5.) The next story is called Xerox Xerox. In 1959, Xerox launched its automatic copy machine. Their executives don’t believe in that product, but somehow it took off a few years later. The company started to do some philanthropy like spending $4 million for the UN. Somehow, a few years later the competitors already caught up pretty fast. Xerox did not put much R&D effort to be able to compete, so they had a pretty hard time. The lesson here is, that the competition never sleeps, otherwise they would not be competitors. I’m not a fan of philanthropy at all. Companies are already doing good things to society by paying taxes, but even if they don’t pay taxes like Amazon is doing, they still create jobs.
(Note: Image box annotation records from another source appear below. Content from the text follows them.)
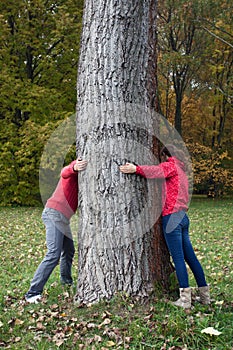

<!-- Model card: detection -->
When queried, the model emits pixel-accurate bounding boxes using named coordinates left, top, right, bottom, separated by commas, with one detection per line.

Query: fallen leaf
left=201, top=327, right=222, bottom=335
left=15, top=318, right=24, bottom=325
left=106, top=340, right=116, bottom=348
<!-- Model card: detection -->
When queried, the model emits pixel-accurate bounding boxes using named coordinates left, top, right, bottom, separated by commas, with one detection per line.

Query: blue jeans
left=162, top=211, right=207, bottom=288
left=26, top=208, right=75, bottom=297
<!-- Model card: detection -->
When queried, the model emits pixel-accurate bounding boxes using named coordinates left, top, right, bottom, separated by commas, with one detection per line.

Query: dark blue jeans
left=162, top=211, right=207, bottom=288
left=26, top=208, right=75, bottom=297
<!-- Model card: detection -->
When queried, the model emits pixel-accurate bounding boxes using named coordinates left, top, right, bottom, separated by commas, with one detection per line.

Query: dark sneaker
left=25, top=294, right=42, bottom=304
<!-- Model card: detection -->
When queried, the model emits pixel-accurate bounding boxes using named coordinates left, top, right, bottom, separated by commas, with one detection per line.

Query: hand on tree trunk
left=120, top=163, right=136, bottom=174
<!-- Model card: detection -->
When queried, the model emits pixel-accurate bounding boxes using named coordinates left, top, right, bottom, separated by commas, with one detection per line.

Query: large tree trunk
left=76, top=0, right=171, bottom=304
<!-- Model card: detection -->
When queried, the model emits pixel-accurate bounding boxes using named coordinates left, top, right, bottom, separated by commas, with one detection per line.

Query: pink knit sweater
left=136, top=157, right=189, bottom=216
left=45, top=160, right=78, bottom=219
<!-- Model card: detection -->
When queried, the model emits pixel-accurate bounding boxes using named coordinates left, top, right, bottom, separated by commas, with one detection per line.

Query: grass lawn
left=0, top=198, right=233, bottom=350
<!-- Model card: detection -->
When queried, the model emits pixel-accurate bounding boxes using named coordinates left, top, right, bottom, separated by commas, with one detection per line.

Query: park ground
left=0, top=198, right=233, bottom=350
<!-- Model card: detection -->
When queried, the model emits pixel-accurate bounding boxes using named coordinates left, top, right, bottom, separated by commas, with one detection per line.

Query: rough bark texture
left=75, top=0, right=171, bottom=304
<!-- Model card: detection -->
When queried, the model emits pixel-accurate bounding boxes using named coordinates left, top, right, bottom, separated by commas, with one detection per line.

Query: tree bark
left=75, top=0, right=171, bottom=304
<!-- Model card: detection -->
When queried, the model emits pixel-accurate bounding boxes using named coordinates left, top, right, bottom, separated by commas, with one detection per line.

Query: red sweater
left=136, top=157, right=189, bottom=216
left=45, top=160, right=78, bottom=219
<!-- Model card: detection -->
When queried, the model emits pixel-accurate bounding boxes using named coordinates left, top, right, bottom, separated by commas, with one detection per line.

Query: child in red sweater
left=25, top=159, right=87, bottom=303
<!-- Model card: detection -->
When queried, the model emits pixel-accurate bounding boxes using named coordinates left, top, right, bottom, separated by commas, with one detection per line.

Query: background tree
left=0, top=0, right=82, bottom=205
left=76, top=0, right=175, bottom=304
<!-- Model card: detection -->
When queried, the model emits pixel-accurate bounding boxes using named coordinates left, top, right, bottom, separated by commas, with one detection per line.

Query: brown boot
left=198, top=286, right=210, bottom=305
left=172, top=288, right=191, bottom=309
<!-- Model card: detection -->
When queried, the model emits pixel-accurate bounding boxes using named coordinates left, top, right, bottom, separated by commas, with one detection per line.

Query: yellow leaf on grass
left=201, top=327, right=222, bottom=335
left=106, top=340, right=116, bottom=348
left=15, top=318, right=24, bottom=325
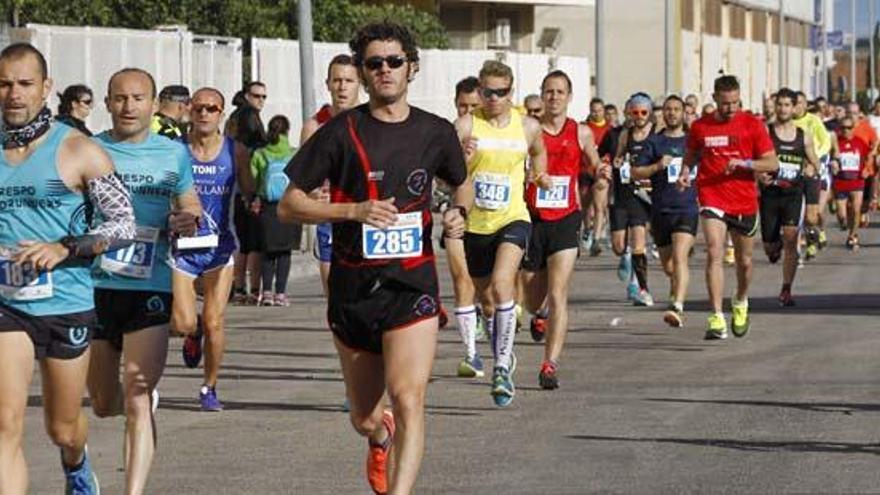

Job, jobs, jobs. In Germany, they say, that social is, what creates jobs. Maybe that is why there are many jobs in Germany compared to many other European countries and maybe that is why Germany still has the strongest economy of the whole Europe.

6.) The next story is called making the customer whole. In 1963, the brokerage company Ira Haupt & Co. was almost bankrupt. It is a member of the New York Stock Exchange and it traded in commodities. It had to borrow money from the banks to be able to do trades. It turned out, that the commodities did not exist, because all the receipts were fake. Ira Haupt & Co. was a victim of a large scale fraud and it was unable to pay back their debts. The New York Stock Exchange did not let Ira Haupt & Co. go bankrupt, so they rescued it with $7.5 million to prevent a national financial crisis, because the people should not lose faith in their investments in Wall Street. Roughly a decade ago something similar happened. In 2008 there was a financial crisis, so the US government rescued their banks with $700 billion. The lesson here is to be more strict with credit ratings, so that only companies, who are able to pay back their debts can get loans.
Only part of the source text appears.